In the world of book deals, those prospective publishers want to know engagement and following so its not a simple thing to give it up or do a Devil Wears Prada throwing phone into the fountain scene but I do need to somehow spend less time on my phone. I’ll charge it later, for now my focus is on my old ThinkPad laptop that I use for proper writing.
I really feel you. I always want to give up my phone, in particular social media, only to realise it's kind of integral for my business. I do use an app that blocks my useage though so I can only go on it for half an hour a day! It's helped!
I dig this piece. Not so much for the issues you raise re phones, but for the brio and spontaneity of your writing.
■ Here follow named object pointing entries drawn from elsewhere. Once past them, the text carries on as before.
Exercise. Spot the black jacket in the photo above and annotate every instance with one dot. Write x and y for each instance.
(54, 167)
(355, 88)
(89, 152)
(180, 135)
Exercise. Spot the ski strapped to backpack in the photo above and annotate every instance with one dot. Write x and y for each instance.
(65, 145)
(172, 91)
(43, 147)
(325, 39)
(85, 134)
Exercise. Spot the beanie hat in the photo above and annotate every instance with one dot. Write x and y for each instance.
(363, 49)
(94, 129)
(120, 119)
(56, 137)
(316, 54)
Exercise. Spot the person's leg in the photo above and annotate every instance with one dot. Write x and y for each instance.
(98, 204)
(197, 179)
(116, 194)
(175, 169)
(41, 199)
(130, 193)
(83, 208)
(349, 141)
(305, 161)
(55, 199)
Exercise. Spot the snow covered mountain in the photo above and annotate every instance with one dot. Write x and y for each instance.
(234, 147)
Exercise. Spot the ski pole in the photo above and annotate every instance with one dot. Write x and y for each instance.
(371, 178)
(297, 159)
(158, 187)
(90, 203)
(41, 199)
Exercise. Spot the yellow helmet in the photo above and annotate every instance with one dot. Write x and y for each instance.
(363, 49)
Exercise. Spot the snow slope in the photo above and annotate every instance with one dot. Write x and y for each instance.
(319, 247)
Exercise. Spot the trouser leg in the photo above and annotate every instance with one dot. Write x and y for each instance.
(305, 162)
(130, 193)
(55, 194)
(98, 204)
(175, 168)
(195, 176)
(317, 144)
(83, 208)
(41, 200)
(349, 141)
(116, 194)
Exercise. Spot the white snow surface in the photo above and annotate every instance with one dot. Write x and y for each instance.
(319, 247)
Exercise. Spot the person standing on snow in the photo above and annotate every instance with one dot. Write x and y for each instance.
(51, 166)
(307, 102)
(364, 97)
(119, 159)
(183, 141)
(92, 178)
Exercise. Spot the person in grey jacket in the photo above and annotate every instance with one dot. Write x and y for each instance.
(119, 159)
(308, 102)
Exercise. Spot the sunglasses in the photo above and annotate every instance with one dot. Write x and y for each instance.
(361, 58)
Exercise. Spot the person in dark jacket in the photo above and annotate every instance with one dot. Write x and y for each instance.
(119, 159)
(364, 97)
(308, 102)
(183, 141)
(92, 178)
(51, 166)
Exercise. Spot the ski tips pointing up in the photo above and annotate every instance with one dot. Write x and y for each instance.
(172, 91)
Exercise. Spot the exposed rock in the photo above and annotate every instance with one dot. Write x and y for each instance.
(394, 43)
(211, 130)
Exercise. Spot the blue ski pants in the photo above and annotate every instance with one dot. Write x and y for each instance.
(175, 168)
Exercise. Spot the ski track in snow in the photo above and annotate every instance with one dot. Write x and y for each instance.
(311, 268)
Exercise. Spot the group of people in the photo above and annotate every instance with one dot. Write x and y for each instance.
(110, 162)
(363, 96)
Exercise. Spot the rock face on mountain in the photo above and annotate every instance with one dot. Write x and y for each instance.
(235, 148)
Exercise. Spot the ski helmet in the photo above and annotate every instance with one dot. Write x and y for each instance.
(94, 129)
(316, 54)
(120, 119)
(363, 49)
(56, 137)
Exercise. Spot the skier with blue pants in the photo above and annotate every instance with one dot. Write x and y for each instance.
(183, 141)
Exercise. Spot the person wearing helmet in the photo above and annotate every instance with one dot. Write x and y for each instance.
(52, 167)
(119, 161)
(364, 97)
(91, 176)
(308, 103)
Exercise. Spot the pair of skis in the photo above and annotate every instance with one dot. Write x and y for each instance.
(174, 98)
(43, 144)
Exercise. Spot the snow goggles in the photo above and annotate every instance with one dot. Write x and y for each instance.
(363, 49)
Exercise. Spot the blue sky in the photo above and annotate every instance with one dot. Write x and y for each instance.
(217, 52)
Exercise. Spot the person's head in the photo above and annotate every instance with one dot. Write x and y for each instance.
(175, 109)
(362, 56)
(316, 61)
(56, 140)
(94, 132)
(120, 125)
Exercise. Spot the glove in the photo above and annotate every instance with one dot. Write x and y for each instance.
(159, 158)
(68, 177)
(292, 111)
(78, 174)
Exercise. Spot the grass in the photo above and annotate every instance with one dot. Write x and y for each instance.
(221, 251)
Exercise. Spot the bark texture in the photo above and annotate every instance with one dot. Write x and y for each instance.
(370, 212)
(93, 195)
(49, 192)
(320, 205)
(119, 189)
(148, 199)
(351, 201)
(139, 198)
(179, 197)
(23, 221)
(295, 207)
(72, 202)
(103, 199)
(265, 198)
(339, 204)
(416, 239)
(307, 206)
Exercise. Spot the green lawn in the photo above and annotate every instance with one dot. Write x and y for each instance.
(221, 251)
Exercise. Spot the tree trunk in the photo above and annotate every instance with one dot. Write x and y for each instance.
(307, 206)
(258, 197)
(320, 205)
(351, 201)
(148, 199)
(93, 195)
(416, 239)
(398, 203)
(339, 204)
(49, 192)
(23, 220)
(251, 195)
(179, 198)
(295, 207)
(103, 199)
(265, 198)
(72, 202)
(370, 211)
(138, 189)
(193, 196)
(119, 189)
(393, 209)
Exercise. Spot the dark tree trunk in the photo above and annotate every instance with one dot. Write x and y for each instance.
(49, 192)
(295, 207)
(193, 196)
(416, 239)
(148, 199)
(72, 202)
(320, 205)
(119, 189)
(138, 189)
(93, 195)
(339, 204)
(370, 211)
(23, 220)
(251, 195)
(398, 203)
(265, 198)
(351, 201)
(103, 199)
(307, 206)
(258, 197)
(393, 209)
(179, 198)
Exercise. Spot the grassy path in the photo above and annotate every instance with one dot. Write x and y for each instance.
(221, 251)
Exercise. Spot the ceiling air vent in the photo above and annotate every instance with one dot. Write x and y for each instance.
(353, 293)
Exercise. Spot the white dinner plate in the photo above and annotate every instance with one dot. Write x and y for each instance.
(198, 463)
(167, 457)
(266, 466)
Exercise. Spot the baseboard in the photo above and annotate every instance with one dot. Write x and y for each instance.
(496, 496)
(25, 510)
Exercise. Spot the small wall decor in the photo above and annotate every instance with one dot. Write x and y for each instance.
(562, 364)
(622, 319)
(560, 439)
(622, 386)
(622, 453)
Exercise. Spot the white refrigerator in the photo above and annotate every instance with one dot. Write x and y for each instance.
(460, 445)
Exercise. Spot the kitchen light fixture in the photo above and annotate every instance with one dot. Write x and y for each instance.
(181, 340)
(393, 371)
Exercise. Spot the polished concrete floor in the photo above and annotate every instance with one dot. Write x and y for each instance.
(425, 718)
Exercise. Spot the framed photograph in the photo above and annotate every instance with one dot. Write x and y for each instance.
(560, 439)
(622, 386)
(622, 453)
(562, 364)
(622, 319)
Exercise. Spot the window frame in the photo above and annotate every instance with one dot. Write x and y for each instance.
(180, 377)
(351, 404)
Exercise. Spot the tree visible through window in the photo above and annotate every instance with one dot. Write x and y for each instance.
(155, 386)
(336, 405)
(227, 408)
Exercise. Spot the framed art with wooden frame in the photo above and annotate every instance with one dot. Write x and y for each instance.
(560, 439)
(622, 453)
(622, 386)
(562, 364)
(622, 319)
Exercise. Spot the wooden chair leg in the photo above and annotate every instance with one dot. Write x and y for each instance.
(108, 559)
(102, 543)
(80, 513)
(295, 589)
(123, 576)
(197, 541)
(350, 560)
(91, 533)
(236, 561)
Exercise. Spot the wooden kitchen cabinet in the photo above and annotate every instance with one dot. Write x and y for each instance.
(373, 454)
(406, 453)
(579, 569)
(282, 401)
I did, of course, find it this morning via scrolling. But now I’ve found it and read it (along with a couple of other pieces) I can walk away, feeling good because I’ve found some sweet writing that worked for me, to find my own brain, look after it by doing some analogue stuff, and do some writing (which I will then, probably, post on my Stack for people to find and read thereby contributing to the whole digital scene…and so it goes on…)
Your point about not following other gardeners is interesting. I don’t really follow many other people who write fiction here; some yes of course, but somehow not many. I don’t want to risk being part of a clique, slightly worried about risk of transactional following….yes, I’m sure I may be missing some great fiction writing, but there are other great writers doing their work here who interest me, and a broad spread of material is really interesting to me (as @India Knight put it, one can read S/stack rather like a magazine). I’m not sure what the algorithm gods here make of my following patterns (unlike on Instagram where my feed was, by the time I left the platform, phalanxes of queer leathermen all of us striding around giving one another shout outs and a whole lot more [no issues with our guts for porn] - all fine and good, but, man, after a while I felt just like a leatherman equivalent of the, as you say brilliant, Parker Posey).
I think your idea of a Cotswold themed White Lotus is cool. Please would you resurrect Jennifer Coolidge from series 1 and 2, and Tom Hollander, Theo James, Sabrina Impaccatiore and Leo Woodall from series 2 to join the characters you create from your observations of real life, not digital life, at Estell Manor and Charlbury station.